If you mean file a locale into CLDR, that's a question for the CLDR
list, not this list.
> Beyond that I see that there may be a lot of discussion on the roles
> and use of
> the different codes in the case of different (macro)languages. In teh
case of
> Arabic, for example, would a simple ar-EG be enough or would you need
(or
> alternatively want to rule out) ar-arz-EG (arz=Egyptian spoken
Arabic), while
> at the same time allowing perhaps that less widely spoken dialects in
the
> country be noted?
Standard Arabic is used across Arabic-speaking countries and is
generally the preferred variety for text. This is what would almost
certainly be used in Arabic locale data. Thus, ar-EG is probably the
most appropriate for this case. If someone is specifically using a
locale for creating and working with content or resources in arz, then
ar-arz-EG might be an appropriate locale -- but note, it would be a
different locale than ar-EG.
> But today, if we were filing two locales for Kpelle, what would be the
best
> coding? I'm assuming that kpe-LR annd kpe-GN would be the best (or
least bad)
> choices even if later the xpe and gkp have to be added?
Again, a question for the CLDR list.
> So another question (sorry these are accumulating) is what kpe-xpe-LR
and
> kpe-gkp-GN locales would offer to a group localizing for Kpelle "kpe"
as a
> transborder, multidialect (macro)language?
At this point, I think that's a question for the language communities to
decide, not us.
4. Going back to ISO-639 in general (I know this subject has been
discused before but please bear with me), is there going to be any kind
of feedback between the processes of developing locales and localization
on one hand and amending the list of ISO-639 codes on the other? I
recall there being some mention of a block on new ISO-69-1 and 2 codes,
or that a 1 code will not be given where there is a 2 code, but that
*maybe* a new 1 and 2 code could be given (Runyakitara might be a
candidate for the latter). Also mention of possible additional ISO-639
codes beyond the three ranges already. What is the latest on all this?

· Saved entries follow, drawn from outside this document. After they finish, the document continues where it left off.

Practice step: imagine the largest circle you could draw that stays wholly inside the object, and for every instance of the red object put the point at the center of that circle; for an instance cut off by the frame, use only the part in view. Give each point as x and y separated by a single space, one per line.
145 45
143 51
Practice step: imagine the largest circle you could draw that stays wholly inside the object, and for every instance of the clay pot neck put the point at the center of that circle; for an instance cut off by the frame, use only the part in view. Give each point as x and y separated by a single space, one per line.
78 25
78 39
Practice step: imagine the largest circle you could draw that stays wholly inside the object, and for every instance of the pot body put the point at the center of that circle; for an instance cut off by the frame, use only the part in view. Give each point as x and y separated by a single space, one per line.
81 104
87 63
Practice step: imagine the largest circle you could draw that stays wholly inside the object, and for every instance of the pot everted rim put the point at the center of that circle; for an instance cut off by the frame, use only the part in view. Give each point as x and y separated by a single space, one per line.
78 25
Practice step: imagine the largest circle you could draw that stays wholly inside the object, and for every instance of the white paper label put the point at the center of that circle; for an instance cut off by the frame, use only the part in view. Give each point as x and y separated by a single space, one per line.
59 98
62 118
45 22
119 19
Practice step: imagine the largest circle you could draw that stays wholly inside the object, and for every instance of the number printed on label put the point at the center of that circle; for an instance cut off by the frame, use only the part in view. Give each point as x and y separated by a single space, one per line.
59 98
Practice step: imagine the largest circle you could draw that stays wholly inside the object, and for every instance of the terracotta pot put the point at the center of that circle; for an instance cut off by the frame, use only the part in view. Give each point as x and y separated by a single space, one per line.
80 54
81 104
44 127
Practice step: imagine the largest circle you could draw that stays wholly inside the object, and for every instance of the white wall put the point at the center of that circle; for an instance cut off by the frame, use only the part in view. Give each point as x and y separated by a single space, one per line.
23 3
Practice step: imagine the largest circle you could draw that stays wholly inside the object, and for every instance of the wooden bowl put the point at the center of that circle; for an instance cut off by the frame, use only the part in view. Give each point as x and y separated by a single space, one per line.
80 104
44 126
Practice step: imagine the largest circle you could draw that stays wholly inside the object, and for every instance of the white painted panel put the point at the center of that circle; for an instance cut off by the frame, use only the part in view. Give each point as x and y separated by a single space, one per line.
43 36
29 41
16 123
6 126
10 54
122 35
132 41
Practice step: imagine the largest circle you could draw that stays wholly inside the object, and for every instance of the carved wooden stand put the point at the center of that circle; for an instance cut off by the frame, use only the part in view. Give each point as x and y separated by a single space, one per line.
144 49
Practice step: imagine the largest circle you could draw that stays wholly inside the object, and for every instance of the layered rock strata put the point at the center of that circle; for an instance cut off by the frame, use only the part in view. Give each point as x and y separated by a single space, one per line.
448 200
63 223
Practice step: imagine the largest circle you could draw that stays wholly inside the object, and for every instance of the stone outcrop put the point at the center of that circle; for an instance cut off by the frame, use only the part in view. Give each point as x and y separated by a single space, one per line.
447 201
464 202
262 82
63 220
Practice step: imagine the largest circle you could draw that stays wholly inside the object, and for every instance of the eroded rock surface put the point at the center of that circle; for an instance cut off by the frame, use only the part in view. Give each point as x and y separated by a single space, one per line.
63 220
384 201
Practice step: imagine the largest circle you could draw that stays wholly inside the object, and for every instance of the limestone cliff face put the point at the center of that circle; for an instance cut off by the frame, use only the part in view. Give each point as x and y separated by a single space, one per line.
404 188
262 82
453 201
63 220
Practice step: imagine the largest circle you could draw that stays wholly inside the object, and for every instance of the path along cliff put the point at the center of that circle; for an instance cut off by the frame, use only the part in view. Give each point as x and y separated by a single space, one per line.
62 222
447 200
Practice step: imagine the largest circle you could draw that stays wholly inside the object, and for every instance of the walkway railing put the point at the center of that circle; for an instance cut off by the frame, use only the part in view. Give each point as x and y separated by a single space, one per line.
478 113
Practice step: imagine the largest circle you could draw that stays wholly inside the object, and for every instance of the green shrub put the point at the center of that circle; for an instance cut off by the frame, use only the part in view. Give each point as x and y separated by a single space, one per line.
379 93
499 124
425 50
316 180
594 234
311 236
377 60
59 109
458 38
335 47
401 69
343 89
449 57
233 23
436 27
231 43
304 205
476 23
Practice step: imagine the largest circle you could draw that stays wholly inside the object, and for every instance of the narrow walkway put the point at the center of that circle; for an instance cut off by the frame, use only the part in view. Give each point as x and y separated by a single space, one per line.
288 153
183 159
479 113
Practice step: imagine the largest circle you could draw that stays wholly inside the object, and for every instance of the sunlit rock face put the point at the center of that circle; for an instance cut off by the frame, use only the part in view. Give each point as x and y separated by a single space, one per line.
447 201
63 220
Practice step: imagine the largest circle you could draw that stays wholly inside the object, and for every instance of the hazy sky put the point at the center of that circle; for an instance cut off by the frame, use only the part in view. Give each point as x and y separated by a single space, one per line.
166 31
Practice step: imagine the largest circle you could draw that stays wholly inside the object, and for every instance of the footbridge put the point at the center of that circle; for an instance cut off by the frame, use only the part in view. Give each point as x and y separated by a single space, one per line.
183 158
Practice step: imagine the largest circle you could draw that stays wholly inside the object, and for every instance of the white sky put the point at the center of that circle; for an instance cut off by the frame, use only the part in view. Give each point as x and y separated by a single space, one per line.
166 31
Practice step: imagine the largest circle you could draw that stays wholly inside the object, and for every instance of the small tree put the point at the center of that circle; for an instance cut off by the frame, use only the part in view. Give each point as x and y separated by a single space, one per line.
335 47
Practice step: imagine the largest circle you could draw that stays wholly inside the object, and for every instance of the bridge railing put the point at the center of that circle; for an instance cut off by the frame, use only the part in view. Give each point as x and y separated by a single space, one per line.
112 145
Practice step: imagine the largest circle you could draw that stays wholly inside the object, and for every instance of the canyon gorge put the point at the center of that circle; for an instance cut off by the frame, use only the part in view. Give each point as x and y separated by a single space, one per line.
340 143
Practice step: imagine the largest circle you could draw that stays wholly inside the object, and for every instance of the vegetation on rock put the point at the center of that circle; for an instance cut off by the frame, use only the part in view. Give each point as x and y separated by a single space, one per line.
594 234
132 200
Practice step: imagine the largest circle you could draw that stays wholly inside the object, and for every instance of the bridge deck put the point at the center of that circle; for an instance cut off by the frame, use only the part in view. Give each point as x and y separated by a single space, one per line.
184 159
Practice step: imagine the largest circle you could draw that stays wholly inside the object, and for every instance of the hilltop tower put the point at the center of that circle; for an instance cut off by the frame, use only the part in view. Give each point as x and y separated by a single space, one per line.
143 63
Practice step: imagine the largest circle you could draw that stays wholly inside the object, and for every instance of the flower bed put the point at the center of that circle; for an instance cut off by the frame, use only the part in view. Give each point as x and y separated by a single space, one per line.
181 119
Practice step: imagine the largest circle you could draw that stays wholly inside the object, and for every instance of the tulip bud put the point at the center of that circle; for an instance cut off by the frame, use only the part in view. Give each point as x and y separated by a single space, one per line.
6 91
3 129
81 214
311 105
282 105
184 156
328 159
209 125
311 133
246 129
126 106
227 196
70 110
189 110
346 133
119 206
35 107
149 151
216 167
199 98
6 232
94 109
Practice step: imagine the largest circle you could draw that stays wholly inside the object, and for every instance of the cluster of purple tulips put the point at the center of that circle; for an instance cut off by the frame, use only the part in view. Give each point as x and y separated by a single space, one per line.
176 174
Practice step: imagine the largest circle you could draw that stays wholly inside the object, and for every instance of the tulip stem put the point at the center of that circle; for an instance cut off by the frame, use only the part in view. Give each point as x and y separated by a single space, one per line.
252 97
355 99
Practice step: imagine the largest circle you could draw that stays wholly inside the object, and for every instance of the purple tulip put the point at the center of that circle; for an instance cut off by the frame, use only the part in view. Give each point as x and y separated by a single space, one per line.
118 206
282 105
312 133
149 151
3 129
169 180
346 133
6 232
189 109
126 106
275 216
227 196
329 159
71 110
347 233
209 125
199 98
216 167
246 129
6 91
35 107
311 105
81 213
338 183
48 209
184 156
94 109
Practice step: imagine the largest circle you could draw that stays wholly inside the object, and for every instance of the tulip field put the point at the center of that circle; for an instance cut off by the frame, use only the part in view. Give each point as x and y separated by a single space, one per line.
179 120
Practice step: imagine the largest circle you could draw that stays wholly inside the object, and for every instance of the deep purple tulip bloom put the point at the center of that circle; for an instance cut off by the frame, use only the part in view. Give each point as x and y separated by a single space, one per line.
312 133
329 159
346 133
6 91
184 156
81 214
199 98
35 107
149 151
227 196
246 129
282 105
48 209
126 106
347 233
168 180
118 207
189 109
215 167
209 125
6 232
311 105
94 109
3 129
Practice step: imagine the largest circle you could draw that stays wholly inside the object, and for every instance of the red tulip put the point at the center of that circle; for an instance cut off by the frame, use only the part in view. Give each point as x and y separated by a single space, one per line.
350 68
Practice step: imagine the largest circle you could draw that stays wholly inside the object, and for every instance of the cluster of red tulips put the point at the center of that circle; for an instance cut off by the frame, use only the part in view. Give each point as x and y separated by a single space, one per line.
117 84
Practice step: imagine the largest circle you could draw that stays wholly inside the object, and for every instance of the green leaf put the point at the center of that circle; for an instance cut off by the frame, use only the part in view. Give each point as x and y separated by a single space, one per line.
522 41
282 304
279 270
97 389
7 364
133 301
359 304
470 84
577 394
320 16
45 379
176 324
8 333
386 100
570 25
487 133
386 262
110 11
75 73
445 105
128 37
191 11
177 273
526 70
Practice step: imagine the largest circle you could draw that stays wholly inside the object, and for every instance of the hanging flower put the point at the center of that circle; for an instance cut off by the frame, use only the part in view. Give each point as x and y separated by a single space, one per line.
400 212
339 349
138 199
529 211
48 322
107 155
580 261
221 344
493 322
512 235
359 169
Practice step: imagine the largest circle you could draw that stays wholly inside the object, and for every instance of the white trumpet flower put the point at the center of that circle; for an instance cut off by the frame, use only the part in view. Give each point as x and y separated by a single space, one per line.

> >> 4. Going back to ISO-639 in general [...]
> >> What is the
> >> latest on all this?
> >
> > I think, but I am not sure, that no new 639-1 codes can be added
after
> > 639-3 goes into effect. (In principle, a language missed by 639-3
could
> > be added simultaneously to -1, -2, and -3, but the chance that such
a
> > language both has been missed and meets the criteria for -1 is
small.)
The JAC loosely committed not to add something to -1 that was already in
-2. (I say "loosely" meaning that they did not rule out the possibility
that circumstances might change in the future mandating a need for a new
alpha-2 where an alpha-3 already existing in -2.) The JAC has never made
a similar commitment wrt -3. But, we were just recently discussing the
future of -1, and while this specific concern wrt -3 didn't come up, we
were thinking that we should further constrain -1 so that requests to
add alpha-2 would no longer be accepted from anybody but could only come
from an ISO member body. This would really reduce the number of requests
we get for alpha-2 IDs.
> > Any 639-3 language could be added to 639-2, using the same code
element
> > for it in both parts of the standard.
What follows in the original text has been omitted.